Сергей, сев за руль, тут же дал газу. Крестной зачем-то представил меня как московского соседа Вани. И уехал. Мы присели на лавочку на крыльце. И здесь я слушал рассказы о реке. И отвечал на вопросы, пока Сергей не забрал меня. Крестной он оставил сумку с продуктами – с базара.

 

 

II

 

В 90-е годы пропала моя профессия. В нашем военном училище отменили марксизм-ленинизм. Новое название – кафедра общественно-политических наук, – не содержало ничего научного. Я числился там доцентом. Лекции приходилось читать поначалу чуть ли не на основании последних статей из журналов. Ни монографий, ни четких программ для училища не припасли. Год, другой, третий – без перемен.        

– Не лез бы ты в дебри, а! – попросила жена во время вечерней прогулки по лесопосадке. – Печатают в журналах дребедень люди ничуть не умнее тебя. А ты им в рот глядишь. Почему ты свой курс не сделал? Недели две тебе хватило бы.       

 – Не забудь, я – офицер, – остановился я у края леса. – Дальше пойдем? Поняла?        

Что-то ей не понравилось. Всю дорогу домой она молчала.         

Отпросившись купить еду, я выпил в забегаловке 250 граммов водки.        

– Я кандидатскую защитил в СССР, – сказал я на кухне.         

Жена, с демонстративным шумом вобрав носом воздух, посмотрела высокомерно. Я добавил фразу, которую нес от самой забегаловки:        

– Если рушится работа, то необязательно рушить дом.        

Жена молчала.

      

 ...К счастью, в середине 90-х меня увлек Иван Осташов. Сначала громким, на все кафе, выкриком: «Господи! Какая бестолочь!» – по поводу «Архипелага ГУЛАГ». Книгу он читал, глотая котлету в тесте. Потом, когда познакомились, тирадами о всеобщей математизации страны. Отвел, в конце концов, от семейных осложнений и шатаний по кабакам.        

На хлеб он зарабатывал в каком-то, хорошей прокормки, московском углу: кажется, – с названием сотен других спутаешь, – в холдинге. Читая там документы и газеты, он заносил все нужное в память компьютера, а потом распечатки носил по начальству.  А все, что думал о прочитанном, говорил только мне – в фирме он держался, признавался сам, тише воды ниже травы. А мне слушать нравилось. Похоже было на разговоры интеллектуалов, разговоры моей молодости: любя их, я дорожил советским обществом, а если точнее, то прежним московским. Увлекался им беззаботно. Мы с женой детей не имели.        

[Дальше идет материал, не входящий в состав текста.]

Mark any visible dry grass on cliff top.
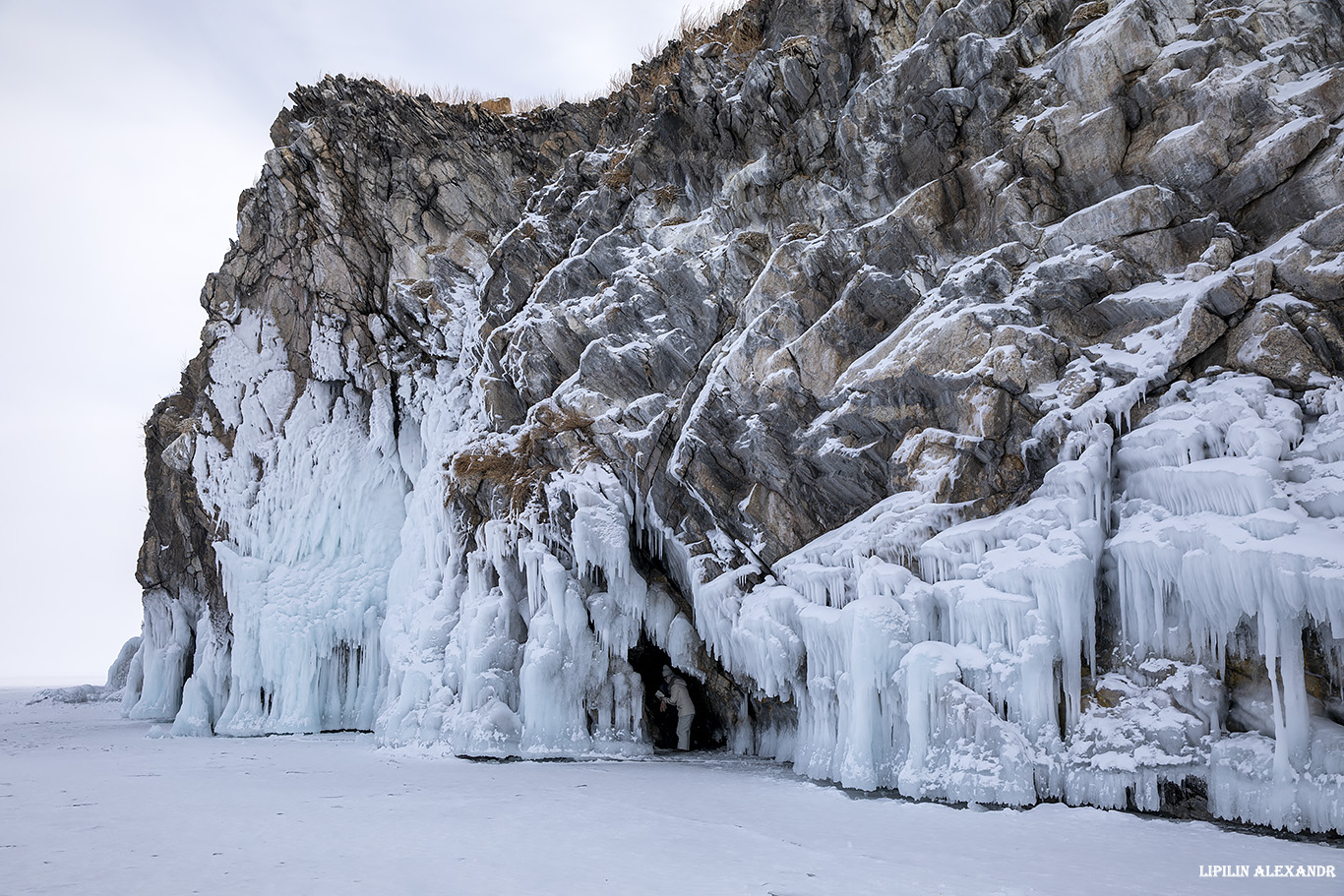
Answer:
[349,0,763,114]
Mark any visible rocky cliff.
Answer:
[126,0,1344,831]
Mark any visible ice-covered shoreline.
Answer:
[0,689,1344,896]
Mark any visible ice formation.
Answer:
[125,0,1344,833]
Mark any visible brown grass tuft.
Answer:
[447,400,598,515]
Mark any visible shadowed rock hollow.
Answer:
[125,0,1344,831]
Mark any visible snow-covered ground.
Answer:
[0,689,1344,896]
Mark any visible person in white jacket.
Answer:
[653,666,695,750]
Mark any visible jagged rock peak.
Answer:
[126,0,1344,831]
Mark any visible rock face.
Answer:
[125,0,1344,831]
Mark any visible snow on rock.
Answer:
[133,0,1344,831]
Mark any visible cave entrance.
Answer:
[628,631,728,752]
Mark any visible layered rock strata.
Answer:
[126,0,1344,831]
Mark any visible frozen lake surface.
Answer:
[0,689,1344,896]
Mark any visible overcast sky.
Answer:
[0,0,714,684]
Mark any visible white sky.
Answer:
[0,0,709,684]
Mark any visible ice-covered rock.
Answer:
[124,0,1344,830]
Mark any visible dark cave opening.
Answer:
[628,632,728,749]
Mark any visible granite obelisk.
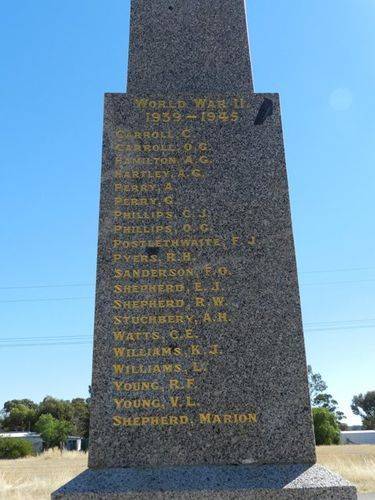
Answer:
[54,0,356,499]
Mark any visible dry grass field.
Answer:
[317,444,375,493]
[0,445,375,500]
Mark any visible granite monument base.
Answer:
[52,464,357,500]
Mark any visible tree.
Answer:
[351,391,375,430]
[37,396,73,422]
[307,365,345,422]
[71,398,90,438]
[1,401,37,431]
[313,408,340,445]
[35,413,73,450]
[2,399,38,414]
[0,438,34,458]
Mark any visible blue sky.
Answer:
[0,0,375,423]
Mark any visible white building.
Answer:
[340,431,375,444]
[0,432,43,453]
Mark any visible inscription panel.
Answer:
[90,94,314,467]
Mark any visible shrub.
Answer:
[313,408,340,445]
[0,438,33,458]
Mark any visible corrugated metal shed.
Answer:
[340,431,375,444]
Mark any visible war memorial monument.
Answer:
[52,0,356,500]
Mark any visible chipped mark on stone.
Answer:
[254,97,273,125]
[138,0,142,45]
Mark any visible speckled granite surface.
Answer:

Ваня – из наших, решил я. Родившийся в глухомани, в городе Татаровске, вундеркинд окончил сначала физико-математическую школу-интернат при МГУ – школу для одаренных детей из глубинки. Потом – мехмат Московского государственного университета.        

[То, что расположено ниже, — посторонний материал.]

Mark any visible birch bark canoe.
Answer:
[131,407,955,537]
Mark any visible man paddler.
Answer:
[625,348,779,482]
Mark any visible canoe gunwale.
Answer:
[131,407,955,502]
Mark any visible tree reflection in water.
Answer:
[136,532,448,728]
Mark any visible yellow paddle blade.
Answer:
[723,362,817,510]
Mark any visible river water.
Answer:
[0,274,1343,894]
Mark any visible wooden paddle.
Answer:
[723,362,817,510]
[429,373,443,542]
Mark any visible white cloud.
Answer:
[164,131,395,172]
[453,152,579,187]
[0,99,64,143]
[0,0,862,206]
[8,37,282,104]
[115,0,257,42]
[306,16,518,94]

И вот он, опубликовавший фундаментальные труды по математике, теоретической механике, прикладным их разделам, теперь – мальчик на побегушках у новых русских. И при этом всем он – все время, как на празднике. Похож на миссионера, получившего простор и волю. С ним и я повеселел. Целых два года мы не пропускали ни одной заранее оговоренной встречи.        

 

В доме появились ворохи газет. Я любил повторять оригинальные мысли Вани вслух для  жены. Вечерами жена таскала, даже в непогоду, меня в лесопосадку на прогулки. Прожужжала все уши, – она преподавала литературу и русский язык в школе, – о педагогических интригах. Я не сдавался. Напоминал и повторял фразы Осташова.        

 

– Не вздумай приглашать проповедника в гости, – предупредила жена. Ни с того ни с сего.

        

Странно. Вскоре я стал понимать Ваню хуже. Он отыскивал трудноуловимые связи. Если, например, в правительстве появлялась какая-то новая фигура, то вскоре в России пропадающими и разоряющимися объявлялись завод-гигант или какая-то отрасль. Вдруг состав правительства менялся. И пропадавшее начинало возрождаться, разорявшееся – расцветать. Но начинало – уже под контролем той самой фигуры. Из правительства ушедшей. А тот завод-гигант или ту  отрасль под себя подмявшей.        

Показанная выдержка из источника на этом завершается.